One regional news publisher based in the south of France shows that it can.
Speaking at Newsrewired (6 March), Aurore Malval, journalist of Nice-Matin, explains that after the publisher was saved from the brink of bankruptcy in 2014 by local readers, it started producing solutions stories with a small, dedicated team and this became the 'keystone' of their subscription strategy.
"We had this idea to forge a relationship with our community and to find solutions to local issues. It was a gamble for what type of content is our reader ready to pay for, and our answer was solutions," said Malval.
"We are featuring humans, not heroes. Obstacles and difficulties should be clearly presented. We work on the field, not just at the desk."
Readers backed a crowdfunding campaign to salvage jobs and help staff take over the publisher as a co-operative, surpassing their €300,000 target.
It was thanks to a €600,000 Google News Initiative grant in 2015 that they were able to launch their digital subscription platform '#monjournal' (my newspaper) with a new team built from scratch.
Initially, solutions journalism was not on their minds. It was not until after they had seen the response from the local community, they reconsidered how they could be giving back to their readers and how solutions could be at the heart of the offer.
"We saw the community had an attachment. Nice-Matin was more than a newspaper, it was a symbol, a piece of everyday life," she explained.
"We had something to give these readers because they were there when we needed them the most."
To give its crowdfunding campaign a practical sense, the publisher launched an ‘adopt a duck campaign’ - 'duck' (le canard) is a colloquial word for newspaper in French - to pre-sell the subscription offer with various exclusive perks to early adopters, including access to VIP events, behind-the-scenes reporting and pitching topics for the team to cover.
What a difference three years make. Now, with 180 journalists, 14 local editions, 600 daily articles, and 10,000 subscribers to #monjournal, Nice-Matin got a new lease of life.
Every month, the publisher proposes three topics in its newsletter. Subscribers can then vote for the investigation they would like deeper coverage of and the team then produce 10-15 articles a month on that chosen topic.
As a result, not only are Nice-Matin readers more engaged with solutions articles - an average reading time is six minutes on a solutions article, compared to around two minutes on other stories - they are more willing to support the newspaper.

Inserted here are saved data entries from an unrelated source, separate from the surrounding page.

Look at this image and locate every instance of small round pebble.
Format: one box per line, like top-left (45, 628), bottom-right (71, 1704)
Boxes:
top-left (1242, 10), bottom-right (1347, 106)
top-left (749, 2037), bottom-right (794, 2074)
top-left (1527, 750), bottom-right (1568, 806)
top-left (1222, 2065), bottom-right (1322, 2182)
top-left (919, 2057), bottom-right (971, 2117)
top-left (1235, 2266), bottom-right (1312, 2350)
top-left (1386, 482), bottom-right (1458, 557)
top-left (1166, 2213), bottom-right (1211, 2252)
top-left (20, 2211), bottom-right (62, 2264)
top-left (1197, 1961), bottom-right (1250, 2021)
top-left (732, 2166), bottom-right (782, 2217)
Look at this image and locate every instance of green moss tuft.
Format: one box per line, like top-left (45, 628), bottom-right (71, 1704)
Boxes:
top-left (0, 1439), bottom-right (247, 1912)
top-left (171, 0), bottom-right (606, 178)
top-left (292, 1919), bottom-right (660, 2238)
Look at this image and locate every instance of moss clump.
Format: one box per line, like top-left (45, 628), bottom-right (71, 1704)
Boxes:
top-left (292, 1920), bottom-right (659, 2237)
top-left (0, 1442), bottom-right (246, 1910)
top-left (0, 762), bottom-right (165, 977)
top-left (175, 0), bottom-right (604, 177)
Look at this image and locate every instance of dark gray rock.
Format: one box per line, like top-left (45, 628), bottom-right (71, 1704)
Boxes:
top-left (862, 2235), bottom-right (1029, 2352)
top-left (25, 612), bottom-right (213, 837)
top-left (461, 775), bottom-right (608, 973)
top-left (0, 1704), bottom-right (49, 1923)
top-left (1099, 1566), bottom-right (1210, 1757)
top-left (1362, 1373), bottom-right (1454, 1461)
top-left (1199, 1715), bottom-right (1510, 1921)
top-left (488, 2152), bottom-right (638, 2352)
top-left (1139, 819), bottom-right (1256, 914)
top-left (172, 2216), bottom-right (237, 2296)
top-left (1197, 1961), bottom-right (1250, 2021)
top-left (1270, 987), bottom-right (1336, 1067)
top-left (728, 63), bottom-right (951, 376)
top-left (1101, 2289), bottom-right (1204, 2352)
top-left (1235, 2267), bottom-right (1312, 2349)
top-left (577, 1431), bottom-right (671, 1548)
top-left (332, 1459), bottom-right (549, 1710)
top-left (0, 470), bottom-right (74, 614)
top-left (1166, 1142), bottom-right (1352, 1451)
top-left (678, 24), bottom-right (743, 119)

The publisher sees 13 per cent conversion to subscription from solutions stories, against six per cent on other stories.
However, the solutions style was met with some editorial pushback.
"It’s really important not to be confused with advertorial content and ‘feel good’ news, which is not solutions journalism," said Malval.
"We have received a lot of criticism because the idea was not well understood at the beginning. Solutions are demanding to find, they don’t fall from the sky.”
Some steep learning curves have given them pause for thought and shown solutions journalism has its time and place, as demonstrated with their coverage of the 2016 Nice terrorist attacks.
Malval, who had covered the event as it broke, went on to consider how solutions journalism could tell the story differently but it did not go according to plan.
"Fifteen days after the attacks, I was thinking maybe I want to write stories from a solutions perspective. I wanted to focus on the mental geographic and how the terror attack changed the mentality of different locations where the attack happened. How we can rebuild a city after such trauma?" she explained.
"I went on the field with this idea but I didn’t succeed at all because it was way too soon to do such an investigation.”